There is a lot of call now and understanding, bigger and bigger understanding, that we need to protect this data, that it is as sensitive as some of the banking data in some cases. We’ve done some work also outlining the challenges, in some cases, the research challenges. We actually don’t know how to exactly protect this data. At Wild Me, the data is stored in a highly secure part of the cloud, and we have sophisticated context to where dynamic access control is implemented and are working to understand the data leakage when you aggregate this kind of data.
The other aspect of using data the way we use it for extracting biodiversity information from it is bias. There are lots and lots and lots of sources of bias in these kinds of data. Of course, there is the real population, let’s just focus on figuring out how many, what’s the population size? I mean, there are biases in terms of the geospatial bias, of being at the right place at the right time. It doesn’t matter whether you are a human, a trail camera, or a drone, just being able to see these species. Then the ability to take a picture of the species, a good picture of the species for that matter. There is the photo taking bias for humans. It’s huge. People really vary in what they take pictures of, even on the same safari tour of two hours.
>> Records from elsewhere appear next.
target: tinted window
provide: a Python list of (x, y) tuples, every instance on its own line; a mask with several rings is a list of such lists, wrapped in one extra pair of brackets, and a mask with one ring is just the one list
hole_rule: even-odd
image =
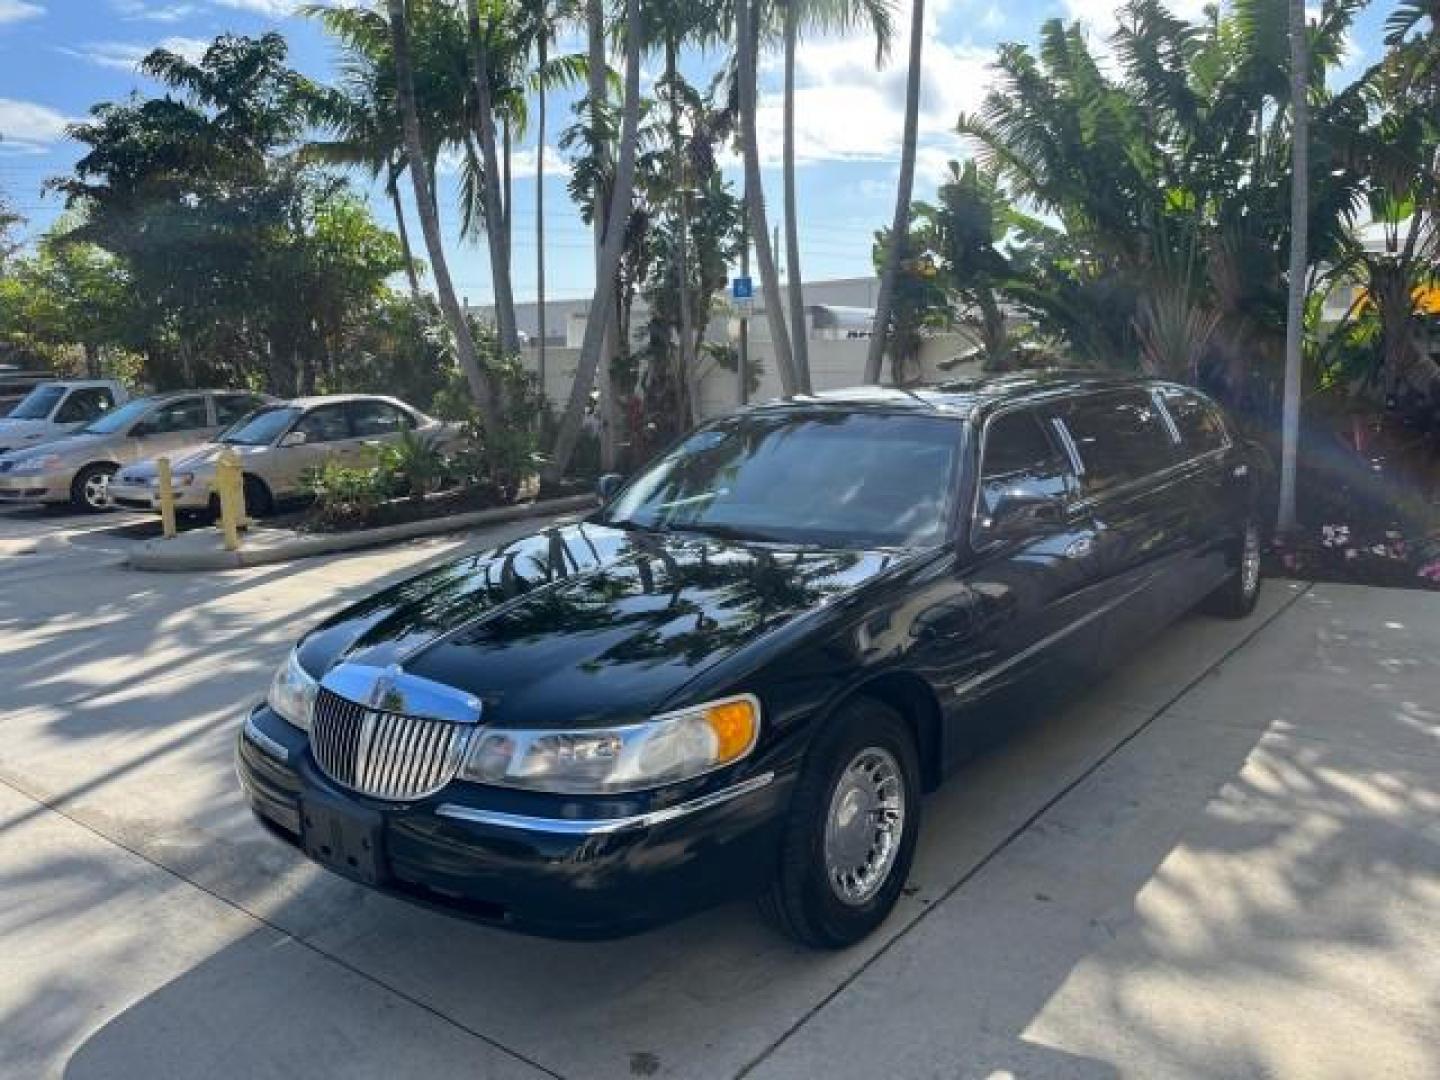
[(1161, 396), (1187, 454), (1203, 454), (1225, 445), (1225, 422), (1214, 405), (1186, 390), (1167, 388)]
[(175, 431), (199, 431), (210, 426), (210, 413), (203, 397), (181, 398), (155, 410), (145, 422), (148, 432), (164, 435)]
[(260, 409), (255, 415), (221, 435), (219, 441), (235, 443), (237, 446), (268, 446), (283, 435), (299, 415), (299, 409), (287, 409), (279, 405)]
[(309, 443), (337, 442), (350, 438), (350, 421), (345, 416), (345, 406), (326, 405), (306, 413), (295, 430), (303, 431)]
[(1085, 468), (1087, 495), (1138, 479), (1175, 460), (1175, 443), (1155, 401), (1143, 390), (1098, 394), (1060, 411)]
[(114, 404), (115, 399), (110, 396), (110, 391), (102, 387), (72, 390), (65, 399), (65, 404), (61, 405), (60, 411), (55, 414), (55, 422), (77, 424), (94, 420)]
[(44, 420), (65, 393), (63, 386), (37, 386), (10, 412), (12, 420)]
[(834, 547), (937, 543), (954, 505), (961, 431), (932, 416), (729, 417), (636, 477), (607, 520)]
[(383, 401), (355, 401), (350, 404), (350, 422), (357, 438), (373, 439), (394, 435), (413, 427), (410, 417)]
[(221, 394), (215, 399), (215, 420), (221, 427), (229, 427), (263, 404), (264, 402), (253, 394)]
[(105, 413), (99, 419), (90, 421), (80, 430), (86, 435), (113, 435), (117, 431), (128, 429), (131, 424), (154, 407), (154, 398), (136, 398), (134, 401), (127, 401), (118, 409)]
[(985, 429), (980, 460), (980, 517), (988, 518), (1000, 496), (1017, 487), (1063, 498), (1070, 463), (1029, 409), (1002, 413)]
Then there is the bias of what people post on social media. If we are going to use social media photographs, which social media, what are the protocols that allow us to access data on that platform? And also how we’re using and estimating. What we’re really worried about is how to come up with unbiased estimates. We put a lot of effort into researching and implementing these models.
Hopefully, over the last several minutes, well, 20+ I gave you a taste of how AI and data science can enable science, conservation, and public engagement at large scale and high resolution over time, space, and individuals by connecting people, data, and vast geographic areas to really put this global picture of biodiversity. I have to thank many, many, many people and organizations that support this effort and the thousands of those who actually take this and implement conservation policy in the field and our financial supporters, including not the least H2O.ai.